The eigenvectors of A are
$v_1 = \begin{bmatrix} -1 \\ -1 \\ 2 \end{bmatrix}, \quad v_2 = \begin{bmatrix} 0 \\ 0 \\ 1 \end{bmatrix}, \quad v_3 = \begin{bmatrix} -1 \\ 0 \\ 2 \end{bmatrix}.$
One can easily check that $A v_k = \lambda_k v_k.$
Now, let P be the matrix with these eigenvectors as its columns:
$P= \begin{bmatrix} -1 & 0 & -1 \\ -1 & 0 & 0 \\ 2 & 1 & 2 \end{bmatrix}.$
Note there is no preferred order of the eigenvectors in P; changing the order of the eigenvectors in P just changes the order of the eigenvalues in the diagonalized form of A.
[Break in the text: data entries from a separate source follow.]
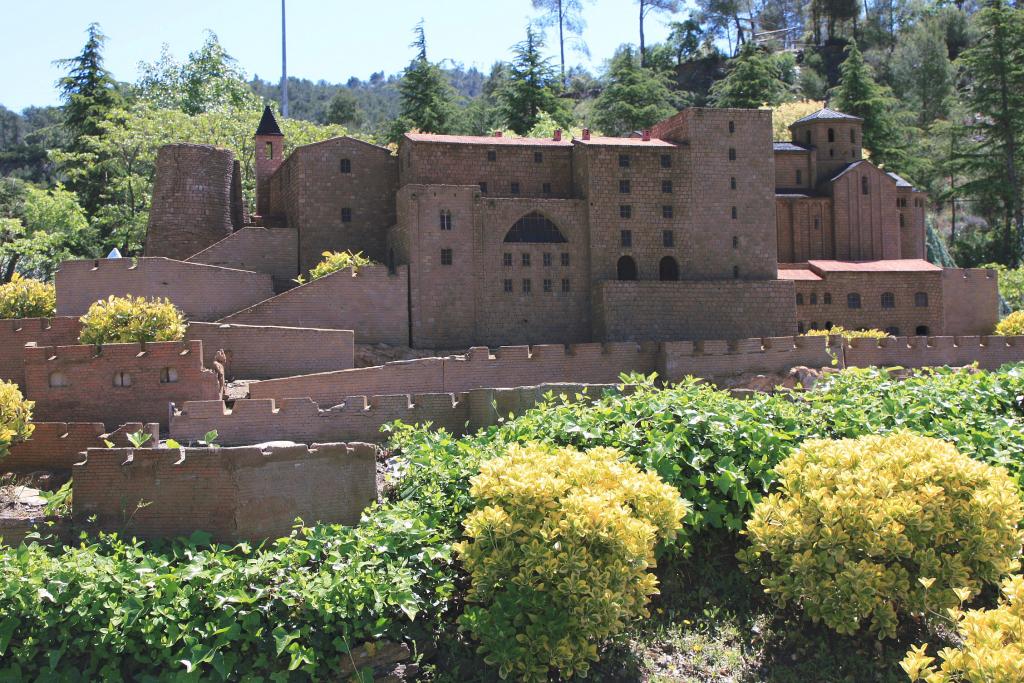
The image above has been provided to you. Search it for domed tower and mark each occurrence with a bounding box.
[144,144,241,260]
[790,109,864,184]
[256,106,285,216]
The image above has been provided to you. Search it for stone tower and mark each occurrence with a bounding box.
[256,106,285,216]
[144,144,242,260]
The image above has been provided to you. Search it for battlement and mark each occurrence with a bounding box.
[72,443,377,542]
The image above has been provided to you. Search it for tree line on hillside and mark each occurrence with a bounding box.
[0,0,1024,280]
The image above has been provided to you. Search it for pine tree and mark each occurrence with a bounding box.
[711,43,787,110]
[498,24,569,135]
[957,0,1024,264]
[829,41,906,170]
[395,20,458,136]
[55,24,122,216]
[594,47,682,135]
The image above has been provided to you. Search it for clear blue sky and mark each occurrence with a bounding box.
[0,0,685,111]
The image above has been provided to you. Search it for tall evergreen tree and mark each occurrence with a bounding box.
[498,24,568,135]
[55,24,122,216]
[711,43,788,110]
[957,0,1024,264]
[830,41,905,170]
[395,20,458,137]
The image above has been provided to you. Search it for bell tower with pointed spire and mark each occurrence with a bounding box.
[256,106,285,216]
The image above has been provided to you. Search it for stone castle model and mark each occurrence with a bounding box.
[0,109,1007,539]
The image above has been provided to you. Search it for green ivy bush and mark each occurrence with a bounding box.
[0,381,34,459]
[78,295,185,346]
[456,444,686,681]
[739,432,1024,638]
[0,272,57,318]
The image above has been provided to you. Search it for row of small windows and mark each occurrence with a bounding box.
[502,252,569,268]
[502,278,572,294]
[797,292,928,308]
[49,368,178,388]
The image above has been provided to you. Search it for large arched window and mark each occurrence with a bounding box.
[657,256,679,281]
[617,256,637,280]
[505,211,568,244]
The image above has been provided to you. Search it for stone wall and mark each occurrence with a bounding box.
[185,227,299,292]
[145,143,242,260]
[25,340,220,428]
[0,422,160,474]
[0,317,82,392]
[594,280,796,341]
[220,265,409,346]
[56,258,273,321]
[185,323,355,380]
[73,443,377,543]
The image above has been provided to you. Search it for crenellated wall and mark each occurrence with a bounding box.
[249,342,657,405]
[72,443,377,543]
[220,265,409,346]
[56,258,273,321]
[0,422,160,473]
[0,317,81,392]
[25,340,220,428]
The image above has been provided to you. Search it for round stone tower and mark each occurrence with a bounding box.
[145,144,241,260]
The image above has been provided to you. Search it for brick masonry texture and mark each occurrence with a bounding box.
[220,265,409,346]
[0,422,160,473]
[25,340,220,428]
[185,227,299,292]
[56,258,273,321]
[145,144,242,260]
[73,443,377,543]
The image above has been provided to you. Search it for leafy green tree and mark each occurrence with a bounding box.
[393,20,459,138]
[498,24,569,135]
[830,41,905,166]
[711,43,790,109]
[956,0,1024,264]
[55,24,122,215]
[594,47,679,135]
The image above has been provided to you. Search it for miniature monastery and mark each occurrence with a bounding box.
[0,102,1007,539]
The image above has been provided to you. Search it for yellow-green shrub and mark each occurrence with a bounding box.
[456,445,687,681]
[0,381,34,458]
[78,295,185,345]
[739,432,1024,638]
[0,272,57,317]
[900,574,1024,683]
[995,310,1024,337]
[309,251,374,280]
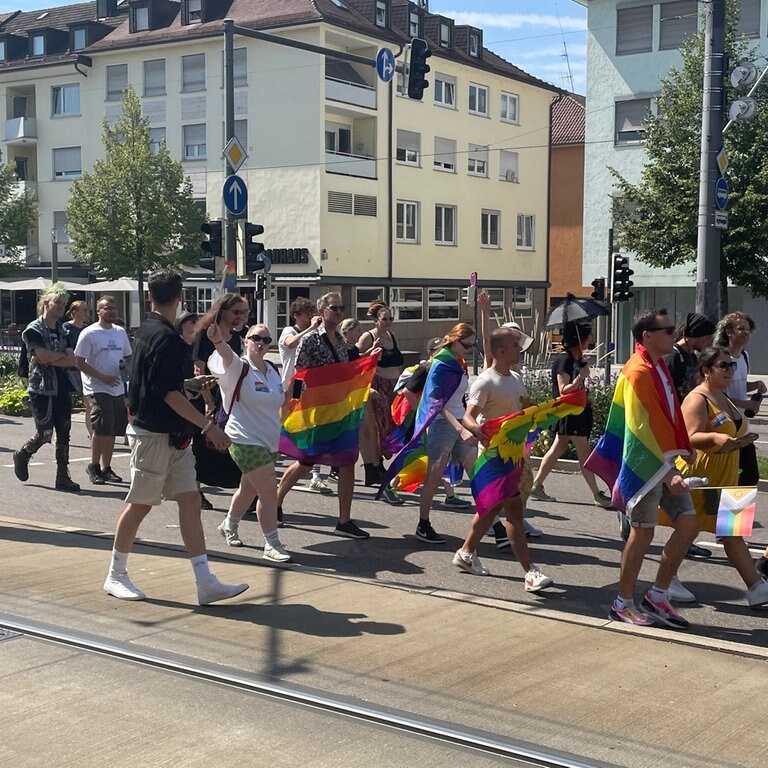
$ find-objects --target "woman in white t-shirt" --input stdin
[207,323,291,563]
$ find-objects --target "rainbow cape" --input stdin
[280,355,379,467]
[472,390,587,516]
[584,344,693,511]
[376,348,464,498]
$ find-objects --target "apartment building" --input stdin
[0,0,558,345]
[576,0,768,370]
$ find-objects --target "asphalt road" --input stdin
[0,417,768,652]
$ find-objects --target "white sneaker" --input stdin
[262,543,291,563]
[667,576,696,603]
[453,549,491,576]
[197,576,248,605]
[747,579,768,608]
[525,565,554,592]
[104,571,146,600]
[309,477,333,494]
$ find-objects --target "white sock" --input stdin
[109,549,129,573]
[189,555,213,584]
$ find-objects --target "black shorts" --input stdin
[89,392,128,437]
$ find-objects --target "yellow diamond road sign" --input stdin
[224,136,248,173]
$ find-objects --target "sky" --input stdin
[0,0,587,93]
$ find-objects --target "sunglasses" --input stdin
[248,333,272,344]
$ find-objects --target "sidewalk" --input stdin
[0,517,768,768]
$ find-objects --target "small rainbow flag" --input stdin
[280,355,379,467]
[703,486,757,536]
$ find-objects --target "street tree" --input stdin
[67,87,204,304]
[0,152,38,277]
[611,6,768,311]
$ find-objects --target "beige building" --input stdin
[0,0,557,348]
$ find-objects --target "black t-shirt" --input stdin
[128,312,191,433]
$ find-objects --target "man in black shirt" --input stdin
[104,269,248,605]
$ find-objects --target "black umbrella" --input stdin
[544,293,608,328]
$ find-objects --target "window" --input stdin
[389,288,424,320]
[435,73,456,109]
[149,128,165,155]
[182,124,207,160]
[181,53,205,92]
[107,64,128,101]
[614,99,651,144]
[480,211,501,248]
[72,27,88,51]
[131,5,149,32]
[376,0,388,27]
[51,83,80,117]
[469,83,488,116]
[30,35,45,56]
[354,288,384,322]
[467,144,488,176]
[499,91,520,123]
[499,149,520,182]
[53,147,83,179]
[397,128,421,165]
[616,5,653,56]
[440,21,451,48]
[433,136,456,173]
[396,200,419,243]
[736,0,760,37]
[659,0,699,51]
[517,213,536,251]
[144,59,165,96]
[427,288,459,320]
[435,205,456,245]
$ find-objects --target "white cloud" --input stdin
[443,11,587,32]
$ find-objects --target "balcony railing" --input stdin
[325,77,376,109]
[325,150,376,179]
[5,117,37,144]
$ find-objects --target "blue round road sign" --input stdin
[715,178,728,211]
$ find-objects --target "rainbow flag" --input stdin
[471,390,587,516]
[584,344,693,511]
[702,487,757,536]
[280,355,379,467]
[221,261,237,293]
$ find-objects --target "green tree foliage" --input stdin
[0,152,38,276]
[67,88,203,279]
[612,3,768,297]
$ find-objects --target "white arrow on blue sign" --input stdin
[222,174,248,216]
[376,48,395,83]
[715,178,728,211]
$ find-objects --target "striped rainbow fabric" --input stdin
[280,355,379,467]
[472,390,587,517]
[584,344,693,511]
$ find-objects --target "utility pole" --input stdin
[696,0,726,320]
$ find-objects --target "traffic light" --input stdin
[408,37,432,101]
[200,220,223,272]
[611,253,635,301]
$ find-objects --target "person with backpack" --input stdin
[13,283,80,493]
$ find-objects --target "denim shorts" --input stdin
[427,416,477,464]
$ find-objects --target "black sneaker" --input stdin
[333,520,371,539]
[101,467,123,483]
[13,451,32,483]
[86,464,107,490]
[416,520,445,544]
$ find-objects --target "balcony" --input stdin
[325,150,376,179]
[4,117,37,144]
[325,76,376,109]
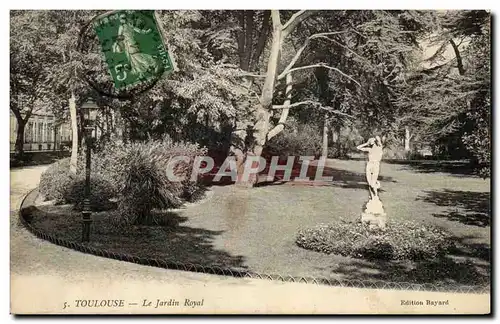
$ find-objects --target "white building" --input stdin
[10,111,71,152]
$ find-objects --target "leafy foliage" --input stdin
[88,137,206,224]
[296,219,451,261]
[39,159,116,210]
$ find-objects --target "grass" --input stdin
[26,160,490,285]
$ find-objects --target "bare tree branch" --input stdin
[278,63,361,86]
[282,10,316,39]
[273,100,354,118]
[278,30,347,80]
[250,10,271,71]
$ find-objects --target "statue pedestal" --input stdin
[361,197,387,229]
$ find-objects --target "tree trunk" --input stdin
[404,126,411,153]
[16,116,26,158]
[231,10,282,187]
[69,92,78,174]
[450,39,465,75]
[321,114,328,159]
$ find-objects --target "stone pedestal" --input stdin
[361,197,387,229]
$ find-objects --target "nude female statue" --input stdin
[356,136,383,198]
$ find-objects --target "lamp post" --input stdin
[81,100,99,242]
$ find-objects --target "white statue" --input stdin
[357,136,386,228]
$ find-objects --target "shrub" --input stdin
[39,159,115,210]
[296,219,451,261]
[94,137,206,224]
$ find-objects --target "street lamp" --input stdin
[81,99,99,242]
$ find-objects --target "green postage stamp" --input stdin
[93,10,174,90]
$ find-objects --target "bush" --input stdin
[296,219,451,261]
[39,158,115,210]
[94,137,206,224]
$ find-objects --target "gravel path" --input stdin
[10,166,489,314]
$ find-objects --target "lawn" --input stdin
[25,160,491,285]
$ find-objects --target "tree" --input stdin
[10,11,56,157]
[401,10,491,171]
[44,10,102,174]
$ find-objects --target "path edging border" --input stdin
[19,188,490,294]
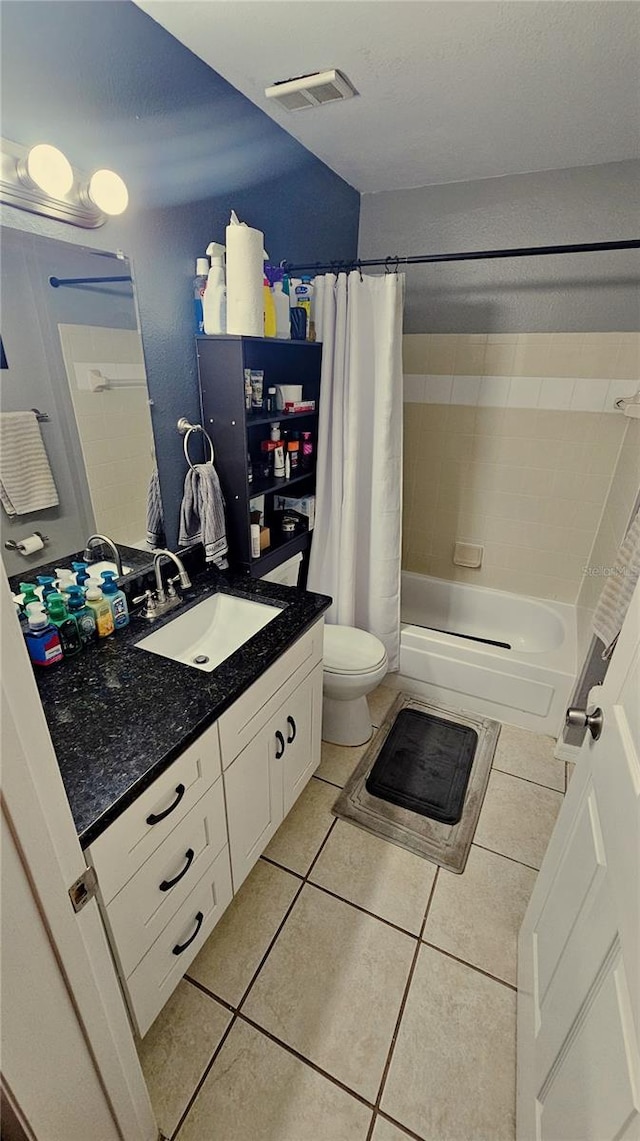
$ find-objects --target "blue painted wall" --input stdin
[1,0,359,545]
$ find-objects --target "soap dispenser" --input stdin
[100,571,129,630]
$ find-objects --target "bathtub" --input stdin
[386,572,576,736]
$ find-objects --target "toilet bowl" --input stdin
[322,625,388,745]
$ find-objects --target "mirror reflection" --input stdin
[0,227,161,578]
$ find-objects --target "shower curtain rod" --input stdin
[49,276,132,289]
[281,238,640,274]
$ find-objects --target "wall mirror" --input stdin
[0,227,160,580]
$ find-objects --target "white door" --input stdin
[0,574,157,1141]
[518,584,640,1141]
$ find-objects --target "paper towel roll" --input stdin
[226,226,265,337]
[16,535,44,558]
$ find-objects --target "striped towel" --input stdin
[147,468,167,548]
[592,511,640,661]
[178,463,229,571]
[0,412,59,518]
Then P diagonalizes A, as a simple computation confirms:
$P^{-1}AP = \begin{bmatrix} 0 & -1 & 0 \\ 2 & 0 & 1 \\ -1 & 1 & 0 \end{bmatrix} \begin{bmatrix} 1 & 2 & 0 \\ 0 & 3 & 0 \\ 2 & -4 & 2 \end{bmatrix} \begin{bmatrix} -1 & 0 & -1 \\ -1 & 0 & 0 \\ 2 & 1 & 2 \end{bmatrix} = \begin{bmatrix} 3 & 0 & 0 \\ 0 & 2 & 0 \\ 0 & 0 & 1\end{bmatrix}.$
Note that the eigenvalues $\lambda_k$ appear in the diagonal matrix.

Alternative Method

Starting with: $PD = AP$, where $P = [\vec{p_1}, \vec{p_2}]$, and the Diagonalization matrix $D$ is:
$D=\begin{bmatrix} d_{11} & 0 \\ 0 & d_{22} \end{bmatrix}$
Distribute $A$ into the column vectors of $P$.
$PD = [A\vec{p_1},A\vec{p_2}]$
Then $D$ can be broken down to its column vectors as follows:
$P[d_{11}\vec{e_1},d_{22}\vec{e_2}] = [A\vec{p_1},A\vec{p_2}]$
Multiplying $P$ on the left side of the equation gives:
$[\vec{d_{11}}\vec{p_1}, \vec{d_{22}}\vec{p_2}] = [A\vec{p_1},A\vec{p_2}]$
Setting each entry of the matrix to its corresponding entry:
$\vec{d_{11}}\vec{p_1} = A\vec{p_1}$
$\vec{d_{22}}\vec{p_2} = A\vec{p_2}$
Then the equations can be solved as follows, using the same process for both:
$(d_{11}I)\vec{p_1} = A\vec{p_1}$
$(d_{11}I-A)\vec{p_1} = 0$
and it solves for $d_{11}$, which is the first entry in the diagonal matrix, and also the first eigenvalue.